Alongside his writings, I watched part of a recorded lecture he gave on his Goodbye to All That. You can find it on Youtube easily; at the beginning of the lecture he related studio craft to Charlie Brown’s Christmas tree. As many of us recall, Charlie Brown finds a pathetic and weak attempt of a Christmas tree, brings it to Linus, and says something about how “it needs him.” Like Charlie Brown, we try to help craft along, build it up, so that it can be pretty and special like fine art is. Yet what Adamson insists is that craft no longer needs our help; it is “real in,” he says, just like Lucy’s doctor character from Peanuts.
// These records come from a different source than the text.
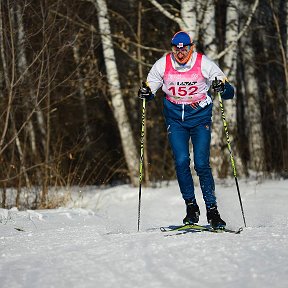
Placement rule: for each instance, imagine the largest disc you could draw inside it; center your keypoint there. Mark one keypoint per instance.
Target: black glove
(145, 92)
(218, 85)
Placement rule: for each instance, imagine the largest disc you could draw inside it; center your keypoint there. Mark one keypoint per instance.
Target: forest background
(69, 76)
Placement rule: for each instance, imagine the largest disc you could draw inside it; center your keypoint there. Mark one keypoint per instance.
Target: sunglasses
(182, 49)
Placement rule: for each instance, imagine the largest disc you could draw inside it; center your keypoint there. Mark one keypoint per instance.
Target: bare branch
(232, 44)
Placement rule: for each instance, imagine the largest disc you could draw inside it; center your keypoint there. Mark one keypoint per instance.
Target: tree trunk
(117, 100)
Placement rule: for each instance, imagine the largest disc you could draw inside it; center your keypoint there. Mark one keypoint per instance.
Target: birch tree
(117, 100)
(230, 66)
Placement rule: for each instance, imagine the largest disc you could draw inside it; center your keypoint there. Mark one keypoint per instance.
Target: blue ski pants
(179, 134)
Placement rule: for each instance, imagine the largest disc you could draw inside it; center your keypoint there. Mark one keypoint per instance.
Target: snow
(93, 242)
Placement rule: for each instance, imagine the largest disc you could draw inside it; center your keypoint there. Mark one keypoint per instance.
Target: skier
(185, 77)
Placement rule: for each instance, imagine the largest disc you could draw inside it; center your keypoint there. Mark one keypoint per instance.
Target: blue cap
(181, 39)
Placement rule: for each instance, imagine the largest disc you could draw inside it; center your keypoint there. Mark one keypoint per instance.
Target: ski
(199, 228)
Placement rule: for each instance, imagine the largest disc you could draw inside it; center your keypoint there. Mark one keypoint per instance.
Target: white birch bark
(230, 63)
(118, 106)
(81, 90)
(255, 132)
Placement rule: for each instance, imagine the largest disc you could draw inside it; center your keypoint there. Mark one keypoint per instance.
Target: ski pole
(231, 154)
(141, 155)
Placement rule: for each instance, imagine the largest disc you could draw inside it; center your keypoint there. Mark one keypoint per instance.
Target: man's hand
(145, 92)
(218, 85)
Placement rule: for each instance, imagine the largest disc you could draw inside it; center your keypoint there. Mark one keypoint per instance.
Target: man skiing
(185, 77)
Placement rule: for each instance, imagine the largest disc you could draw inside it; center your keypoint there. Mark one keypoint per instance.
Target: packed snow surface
(93, 242)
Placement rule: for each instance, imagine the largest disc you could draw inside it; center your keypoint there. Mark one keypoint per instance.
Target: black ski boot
(214, 219)
(193, 212)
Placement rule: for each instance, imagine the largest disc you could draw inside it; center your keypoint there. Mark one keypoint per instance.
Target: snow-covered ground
(94, 242)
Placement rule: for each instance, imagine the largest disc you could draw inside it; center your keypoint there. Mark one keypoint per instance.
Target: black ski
(199, 228)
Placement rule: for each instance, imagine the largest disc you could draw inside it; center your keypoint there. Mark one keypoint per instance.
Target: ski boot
(193, 212)
(214, 219)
Throughout Adamson’s writings in Goodbye to All That, Thinking Through Craft, and Invention of Craft, he attempts to make us see that craft does not need our goading or babysitting. “On one hand,” he writes in Goodbye to All That, “craft has never been more popular. On the other hand, we retain the deep conviction that it needs saving.” Glenn Adamson repeats throughout his publications that it is time to drop this idea, and asks us to allow it to flourish on its own, using the terms “benign neglect” to help us see just how much we are to release our grip. The main argument, or rather encouragement, he is making here is this: say goodbye to the idea that craft is a campaign we need to promote in order to stay afloat, much less succeed. Then, we may be able to witness studio craft bloom into its next phase or era (I like to imagine this metaphor as a teenager matures into an adult–wiser, more cultured, and altogether better-looking.)
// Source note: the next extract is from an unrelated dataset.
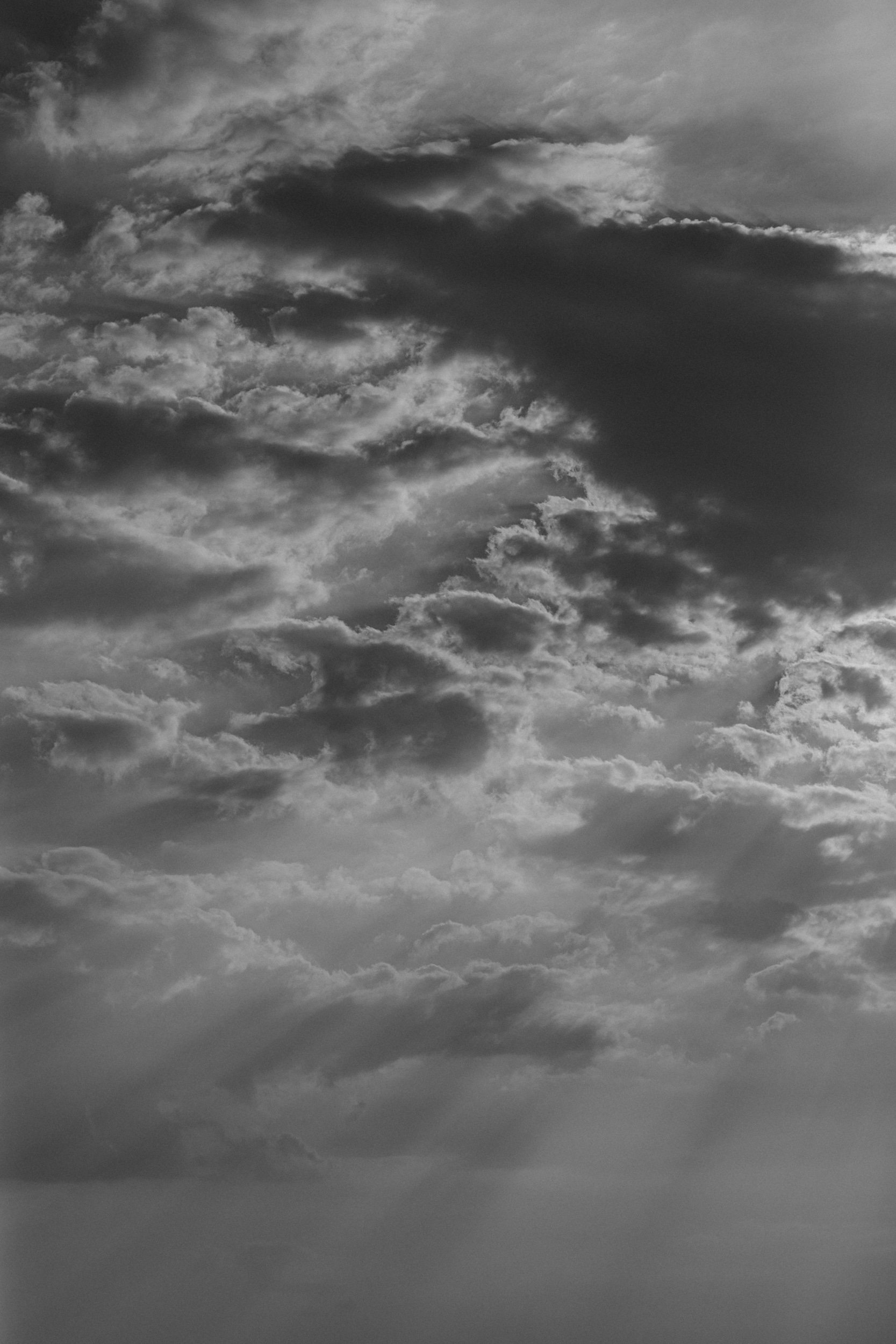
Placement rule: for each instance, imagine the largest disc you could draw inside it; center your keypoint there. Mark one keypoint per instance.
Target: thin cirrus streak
(448, 627)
Yet I have a comment to counter Adamson’s craft wisdom, which I think is a very important consideration to take in. Let’s keep things on a smaller, national scale, as that is all I can relate to. I just imagine the nation’s crafters reading these books and articles and responding with a nervous terror. Promoting our craft is all we know. I think we are scared to stop promoting craft; it is a livelihood that (let’s face it) is often looked down upon. We are used to trying to prove the worth of what we do to others, and therefore we are still under the impression that it is a neglected and “subordinate” career. We are scared to trust that the public will sustain this movement after we stop promoting it.
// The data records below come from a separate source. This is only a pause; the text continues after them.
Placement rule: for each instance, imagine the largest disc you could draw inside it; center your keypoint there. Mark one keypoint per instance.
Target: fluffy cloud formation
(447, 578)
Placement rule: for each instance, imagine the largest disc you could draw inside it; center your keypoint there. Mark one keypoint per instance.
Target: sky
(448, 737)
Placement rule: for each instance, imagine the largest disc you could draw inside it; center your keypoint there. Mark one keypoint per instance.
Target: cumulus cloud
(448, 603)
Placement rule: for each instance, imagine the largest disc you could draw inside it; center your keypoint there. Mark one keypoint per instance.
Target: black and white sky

I suppose we can ask ourselves if we are a smothering mother, or if craft is a needy child. We can assess those questions in terms of our own practices. Personally, I never realized that there was a real market for craft until this past year. The more exhibitions I attended and the more I saw the handmade become popular, the more I realized that there is a place in this world for craft. No, it has not shone as a star in art history, but perhaps now is the time that craft makes history. Studio craft is more popular than ever before, and is also made accessible to all through the DIY movement. This concept makes me less nervous to attempt to make a living in the craft world. Still, the thought of ignoring the urge to promote a thing I love, a thing I want to succeed in, and want others to see the merit in as well…it’s a hard bite to swallow.